JAN REICHELT: You type something in there. And the first link takes you to PubMed. By the way, already in Google Scholar, you know, great. That's the article I want. So you click. You get to PubMed. On PubMed, you basically see, more or less, the same information. So you say, yeah, right.
JAN REICHELT: That is the article I want, so-- please. So PubMed does a fairly good job linking you to the publisher, where you see, the third time, exactly the same information. You say, right, exactly! That's the article. Great! Now I get it. So the reality, unfortunately, is now-- it's three times context switching.
JAN REICHELT: And in this case, I now say, OK, it's the final destination. Where's the PDF? So I need to reorient myself-- so coming back to convenience, speed-- and that's mental brain capacity that's being taken away. I need to find the PDF button. So where's the PDF button? It's somewhere in the page. Some publishers do a good job.
JAN REICHELT: Some public publishers do maybe a slightly less good job. But anyway, there is a PDF button eventually-- most of the cases. We've actually spotted cases where that's not the case. You click on the PDF button. And then you're being redirected to an authentication page. What the heck is my access management federation? Who is this Mr. Shibboleth? [LAUGHTER] What's your customer ID for publisher platform ABC?
JAN REICHELT: Anyone know? Anyone care, if I may ask, from an end-user perspective? Probably not so much. So what would the end user do? [RELIEVED SIGH] Salvation! Go back to Google Scholar. Try the second link. Second link gets me to ResearchGate, because they do a fairly good job in indexing their article pages.
JAN REICHELT: They are very good in search engine optimization. So Google Scholar-- blue button-- request full text. Click. Sign me up-- yet another cul-de-sac. So that journey-- I don't know-- actually, I think no one knows how often that journey happens. But I'm pretty sure it happens more often than any one of us would want.
JAN REICHELT: It's four platforms, 12 clicks, 60 seconds, and still no PDF. Now there are cases where that journey does not happen. There are cases where it goes smoothly, so we don't need to solve any problem. And that's OK. Kopernio adds to that by trying to solve exactly that problem, when that journey is about to happen, to stop that from happening. That's the idea.
JAN REICHELT: Because the result of that is frustration. And that is recognized by librarians. That's recognized by researchers. And in fact, we have evidence that this doesn't need to happen. So there is a librarian at the University of Utrecht who did an analysis into SciHub downloads from researchers at the University for Utrecht. And she found out that 75% of the research documents that have been downloaded on SciHub could have been served via the institutional subscription.

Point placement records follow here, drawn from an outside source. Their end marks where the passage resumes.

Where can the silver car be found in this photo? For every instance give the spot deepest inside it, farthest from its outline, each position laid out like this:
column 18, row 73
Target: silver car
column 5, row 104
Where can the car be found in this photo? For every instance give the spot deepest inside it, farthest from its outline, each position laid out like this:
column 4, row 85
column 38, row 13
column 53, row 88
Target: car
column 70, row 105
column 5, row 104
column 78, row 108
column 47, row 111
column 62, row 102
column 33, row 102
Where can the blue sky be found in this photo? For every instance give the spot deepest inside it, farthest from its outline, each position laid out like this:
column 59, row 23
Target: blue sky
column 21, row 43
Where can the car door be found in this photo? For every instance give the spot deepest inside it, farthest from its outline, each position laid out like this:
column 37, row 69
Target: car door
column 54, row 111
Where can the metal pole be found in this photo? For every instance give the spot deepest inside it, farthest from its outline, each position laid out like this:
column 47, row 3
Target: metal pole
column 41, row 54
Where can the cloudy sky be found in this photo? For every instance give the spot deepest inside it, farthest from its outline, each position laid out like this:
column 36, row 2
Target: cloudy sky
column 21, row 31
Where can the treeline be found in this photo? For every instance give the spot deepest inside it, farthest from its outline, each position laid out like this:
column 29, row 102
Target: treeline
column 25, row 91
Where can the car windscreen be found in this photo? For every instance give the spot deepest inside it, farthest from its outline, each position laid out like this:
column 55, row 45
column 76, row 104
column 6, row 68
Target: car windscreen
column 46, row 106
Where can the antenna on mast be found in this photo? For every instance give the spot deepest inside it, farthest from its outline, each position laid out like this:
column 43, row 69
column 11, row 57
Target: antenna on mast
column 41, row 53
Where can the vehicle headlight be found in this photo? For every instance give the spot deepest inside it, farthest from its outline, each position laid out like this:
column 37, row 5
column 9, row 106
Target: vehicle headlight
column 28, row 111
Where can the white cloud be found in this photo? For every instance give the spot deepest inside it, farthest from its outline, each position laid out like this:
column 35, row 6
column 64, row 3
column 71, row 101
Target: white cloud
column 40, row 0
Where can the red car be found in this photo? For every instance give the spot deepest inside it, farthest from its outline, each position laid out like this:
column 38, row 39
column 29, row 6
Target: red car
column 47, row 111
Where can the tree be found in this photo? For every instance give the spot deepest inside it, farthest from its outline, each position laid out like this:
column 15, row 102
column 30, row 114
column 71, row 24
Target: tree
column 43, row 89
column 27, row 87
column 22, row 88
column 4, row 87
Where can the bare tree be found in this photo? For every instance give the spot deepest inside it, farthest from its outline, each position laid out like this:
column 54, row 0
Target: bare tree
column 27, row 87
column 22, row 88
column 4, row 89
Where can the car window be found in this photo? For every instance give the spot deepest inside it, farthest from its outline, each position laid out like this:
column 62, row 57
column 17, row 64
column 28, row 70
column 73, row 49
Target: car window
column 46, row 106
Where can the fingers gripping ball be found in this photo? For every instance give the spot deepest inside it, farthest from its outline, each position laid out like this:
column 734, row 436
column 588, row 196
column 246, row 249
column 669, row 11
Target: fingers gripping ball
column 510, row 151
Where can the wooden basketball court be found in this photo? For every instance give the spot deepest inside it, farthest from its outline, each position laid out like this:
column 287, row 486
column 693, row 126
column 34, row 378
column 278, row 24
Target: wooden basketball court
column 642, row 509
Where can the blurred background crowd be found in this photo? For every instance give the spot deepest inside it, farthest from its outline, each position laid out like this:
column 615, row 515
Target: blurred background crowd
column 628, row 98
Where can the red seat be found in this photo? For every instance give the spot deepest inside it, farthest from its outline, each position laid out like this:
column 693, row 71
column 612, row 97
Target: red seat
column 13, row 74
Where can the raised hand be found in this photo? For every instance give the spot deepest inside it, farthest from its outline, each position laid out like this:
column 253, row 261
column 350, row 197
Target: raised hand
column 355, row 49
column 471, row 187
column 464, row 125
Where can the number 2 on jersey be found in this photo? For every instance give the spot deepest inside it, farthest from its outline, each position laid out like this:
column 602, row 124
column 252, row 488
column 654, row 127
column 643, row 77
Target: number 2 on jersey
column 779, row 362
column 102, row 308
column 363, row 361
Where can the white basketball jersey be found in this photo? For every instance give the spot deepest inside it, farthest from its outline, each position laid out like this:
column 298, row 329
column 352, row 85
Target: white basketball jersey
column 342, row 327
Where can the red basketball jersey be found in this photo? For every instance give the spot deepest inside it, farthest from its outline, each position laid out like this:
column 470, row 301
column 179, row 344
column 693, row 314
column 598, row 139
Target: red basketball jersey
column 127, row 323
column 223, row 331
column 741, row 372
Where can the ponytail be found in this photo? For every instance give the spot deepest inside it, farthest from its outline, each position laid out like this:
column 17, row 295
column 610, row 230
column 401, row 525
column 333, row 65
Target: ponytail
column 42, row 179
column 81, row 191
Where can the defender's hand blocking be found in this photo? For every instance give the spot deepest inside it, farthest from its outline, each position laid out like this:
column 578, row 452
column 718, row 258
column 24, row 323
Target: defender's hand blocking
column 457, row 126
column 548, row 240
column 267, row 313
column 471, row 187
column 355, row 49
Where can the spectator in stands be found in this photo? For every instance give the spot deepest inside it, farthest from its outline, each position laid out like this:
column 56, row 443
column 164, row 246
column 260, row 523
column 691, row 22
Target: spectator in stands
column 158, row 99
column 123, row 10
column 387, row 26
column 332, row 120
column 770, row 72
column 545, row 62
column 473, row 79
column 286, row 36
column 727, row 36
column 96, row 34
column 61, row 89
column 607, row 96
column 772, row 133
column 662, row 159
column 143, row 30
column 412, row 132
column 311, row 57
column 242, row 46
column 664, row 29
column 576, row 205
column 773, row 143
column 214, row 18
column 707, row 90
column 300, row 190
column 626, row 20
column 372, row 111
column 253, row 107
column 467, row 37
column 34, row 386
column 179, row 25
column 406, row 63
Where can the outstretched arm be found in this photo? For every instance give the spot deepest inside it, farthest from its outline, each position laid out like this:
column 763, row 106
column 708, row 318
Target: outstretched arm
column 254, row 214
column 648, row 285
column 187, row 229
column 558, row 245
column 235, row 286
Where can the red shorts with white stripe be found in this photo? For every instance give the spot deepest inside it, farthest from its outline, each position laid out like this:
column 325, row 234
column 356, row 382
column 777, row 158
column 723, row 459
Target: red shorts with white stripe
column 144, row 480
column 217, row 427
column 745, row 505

JAN REICHELT: So this stuff is there. It's legally available to that user. Yet, they go somewhere else. I think it's untenable really. And the reason why that is-- you call this, in digital product development, design lines. So there's a road design, right? We design a road for the user.
JAN REICHELT: And the gate is open. It's not closed. It's just really inconvenient. You need to get off your bike. And as we heard from Anurag, people are starting to get on their motorbikes. You need to get off your bike, turn around. And if someone is coming your way, then it takes even longer. Maybe a website is down-- all this kind of stuff.
JAN REICHELT: So what do people do? Well, they say, fuck it. I'll go right around it. [LAUGHTER] Because that's what the internet offers to them, for better or worse. Because there are people in the internet who don't care. Now, from an entrepreneur's perspective, with the experience of Mandalay, I'm saying, well, is this a problem?
JAN REICHELT: No, actually, it's an opportunity. So when you then think about, is it worthwhile trying to solve this problem or address this opportunity?-- is this meaningful enough?-- and then you say, there are 2.5 billion times that this thing might happen. And how do I get to that number? That number is-- we have a 2015 SEM report-- 250 PDF documents that each researcher wants to access per year-- 250.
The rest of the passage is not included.